Monday, June 12, 2017

Dear Tonys

The Tony Awards were last night and Kevin Spacey hosted with Rachel Bloom backstage.  Kevin Spacey came with an enthusiasm for theater, and an excellent ability for mimcry. I'm well aware that hosting is a thankless job, and often the great jobs are a synergy between the person out front and nameless folks backstage but much like quarterbacks get more of the glory when things go well, hosts are the targets when things don't. And it wasn't awful.  There were closet jokes and references to Carnac the magnificent, and I just became very aware that this was a show on CBS where the expectation is that viewers are a bit old.  

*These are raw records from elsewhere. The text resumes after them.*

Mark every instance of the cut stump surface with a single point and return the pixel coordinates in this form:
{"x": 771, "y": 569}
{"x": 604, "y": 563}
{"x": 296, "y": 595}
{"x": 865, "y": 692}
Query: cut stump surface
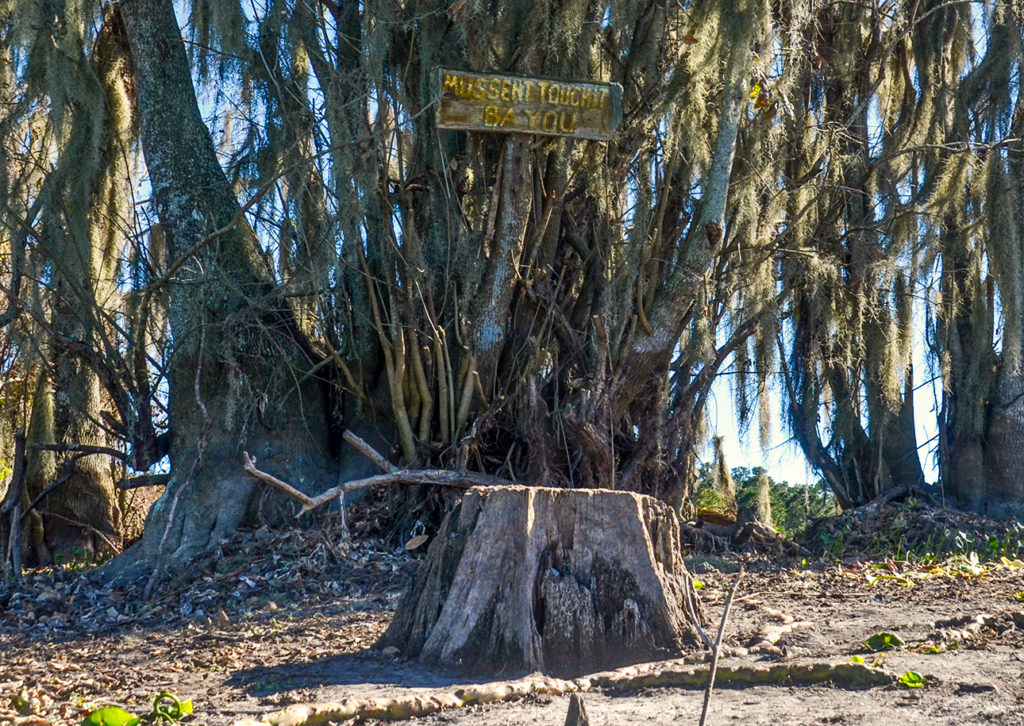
{"x": 559, "y": 581}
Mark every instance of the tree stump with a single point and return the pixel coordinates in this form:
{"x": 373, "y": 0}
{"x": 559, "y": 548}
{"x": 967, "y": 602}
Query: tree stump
{"x": 559, "y": 581}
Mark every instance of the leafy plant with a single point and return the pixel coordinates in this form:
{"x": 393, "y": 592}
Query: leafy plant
{"x": 166, "y": 708}
{"x": 911, "y": 679}
{"x": 883, "y": 641}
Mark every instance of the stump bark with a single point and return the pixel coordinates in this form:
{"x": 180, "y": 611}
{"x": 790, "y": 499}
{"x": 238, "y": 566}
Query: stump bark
{"x": 561, "y": 581}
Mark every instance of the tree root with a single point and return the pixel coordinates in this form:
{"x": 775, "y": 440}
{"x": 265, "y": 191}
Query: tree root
{"x": 654, "y": 675}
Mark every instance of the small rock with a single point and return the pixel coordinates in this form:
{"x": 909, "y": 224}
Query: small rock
{"x": 577, "y": 715}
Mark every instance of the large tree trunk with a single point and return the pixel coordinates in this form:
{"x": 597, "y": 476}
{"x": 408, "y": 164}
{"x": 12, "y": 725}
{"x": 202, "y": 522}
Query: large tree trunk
{"x": 1001, "y": 490}
{"x": 562, "y": 581}
{"x": 238, "y": 371}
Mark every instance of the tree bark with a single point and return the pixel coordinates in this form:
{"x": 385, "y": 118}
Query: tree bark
{"x": 565, "y": 582}
{"x": 237, "y": 373}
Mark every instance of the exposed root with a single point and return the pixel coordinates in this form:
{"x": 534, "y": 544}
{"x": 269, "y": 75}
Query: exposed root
{"x": 767, "y": 638}
{"x": 653, "y": 675}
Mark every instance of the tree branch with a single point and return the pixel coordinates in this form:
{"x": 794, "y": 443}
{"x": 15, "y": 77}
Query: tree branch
{"x": 392, "y": 475}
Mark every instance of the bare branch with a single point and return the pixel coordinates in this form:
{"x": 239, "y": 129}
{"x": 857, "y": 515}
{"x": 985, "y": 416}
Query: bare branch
{"x": 249, "y": 466}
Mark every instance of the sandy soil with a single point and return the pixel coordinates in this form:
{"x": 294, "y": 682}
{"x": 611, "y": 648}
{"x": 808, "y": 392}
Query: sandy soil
{"x": 279, "y": 618}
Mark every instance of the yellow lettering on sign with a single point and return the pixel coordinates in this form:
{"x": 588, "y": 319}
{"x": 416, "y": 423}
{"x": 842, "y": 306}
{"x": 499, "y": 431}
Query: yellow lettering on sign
{"x": 497, "y": 116}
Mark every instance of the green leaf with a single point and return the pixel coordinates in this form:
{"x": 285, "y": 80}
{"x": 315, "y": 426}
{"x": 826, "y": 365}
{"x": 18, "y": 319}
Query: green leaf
{"x": 166, "y": 707}
{"x": 110, "y": 716}
{"x": 911, "y": 680}
{"x": 883, "y": 641}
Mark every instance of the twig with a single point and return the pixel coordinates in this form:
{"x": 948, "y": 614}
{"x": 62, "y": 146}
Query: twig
{"x": 249, "y": 466}
{"x": 718, "y": 646}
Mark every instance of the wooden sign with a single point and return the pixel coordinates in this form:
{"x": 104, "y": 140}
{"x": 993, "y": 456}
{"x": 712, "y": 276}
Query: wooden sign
{"x": 482, "y": 101}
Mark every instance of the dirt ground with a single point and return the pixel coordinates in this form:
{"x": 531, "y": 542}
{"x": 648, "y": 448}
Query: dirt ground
{"x": 275, "y": 618}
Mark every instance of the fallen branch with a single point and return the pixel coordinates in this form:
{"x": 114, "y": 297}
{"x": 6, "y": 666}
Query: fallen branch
{"x": 654, "y": 675}
{"x": 249, "y": 466}
{"x": 717, "y": 652}
{"x": 392, "y": 475}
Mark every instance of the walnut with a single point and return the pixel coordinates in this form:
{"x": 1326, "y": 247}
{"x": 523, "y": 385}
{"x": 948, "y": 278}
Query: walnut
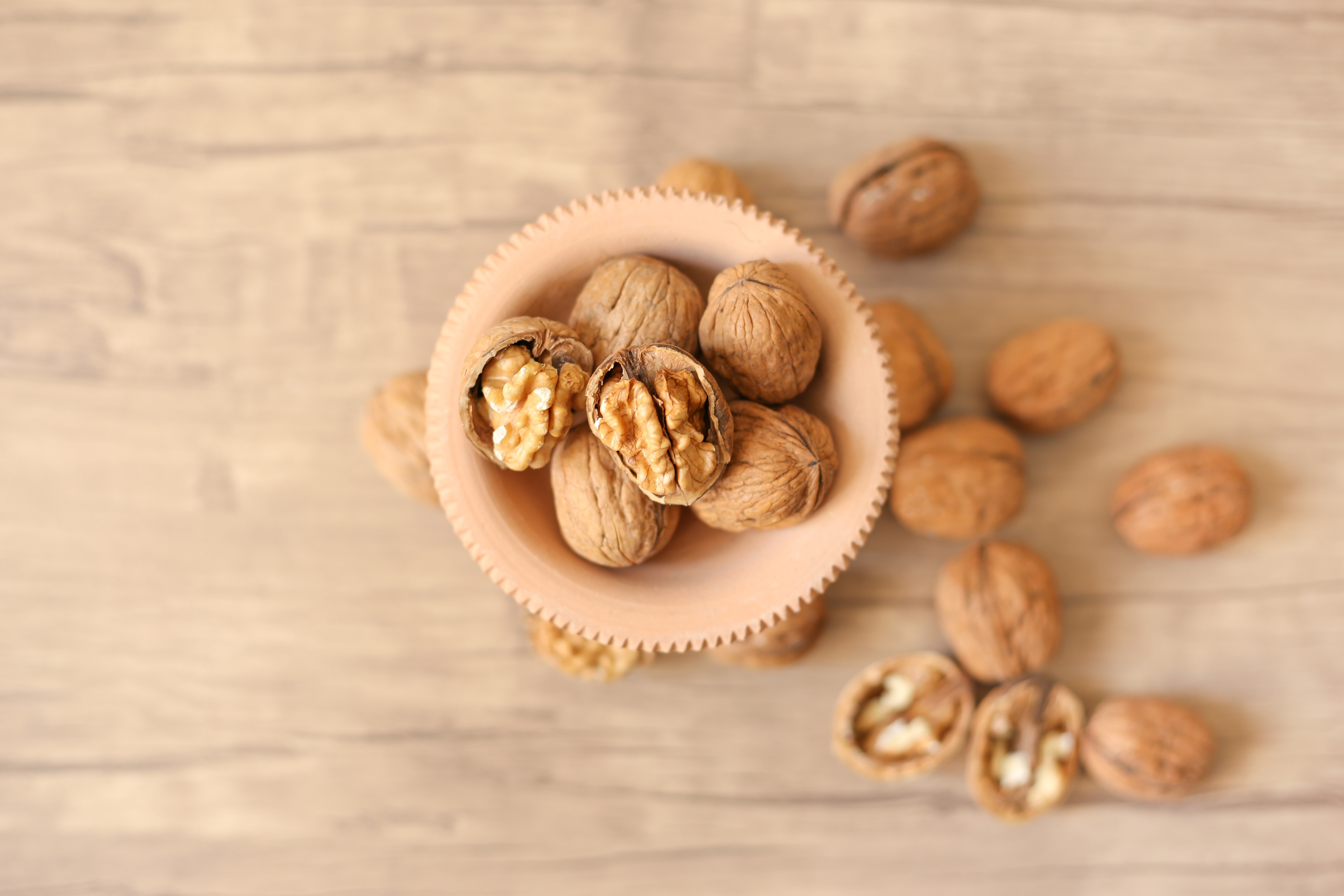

But the opening number with references and rifs of all the nominated musicals was fun, even if I think the use of "You Will Be Found" as a tap number was not my favorite.  
I felt like a larger than previous number of awards were awarded ahead, and that made it more inexplicable when the thing ran over.  I realize time is a fuzzy thing anytime you let people walk to a stage and then speak because they will never all take the same amount of time, or listen when your orchestra tries to play them off, or not stop to hug six people on their way.  
But, here's how I think that can be accounted for.  One imagines there's a schedule somewhere.  If you are behind, then you skip something the host is doing.  Have them do it as a video you release later.  Have them do it backstage on their cell phone.  Whatever.  But, for example, when you are already past time, having Lin Manual Miranda interrupted so that five extra people can walk out on stage in character to make a joke that really wasn't worth the extra minute that all took, don't do it.  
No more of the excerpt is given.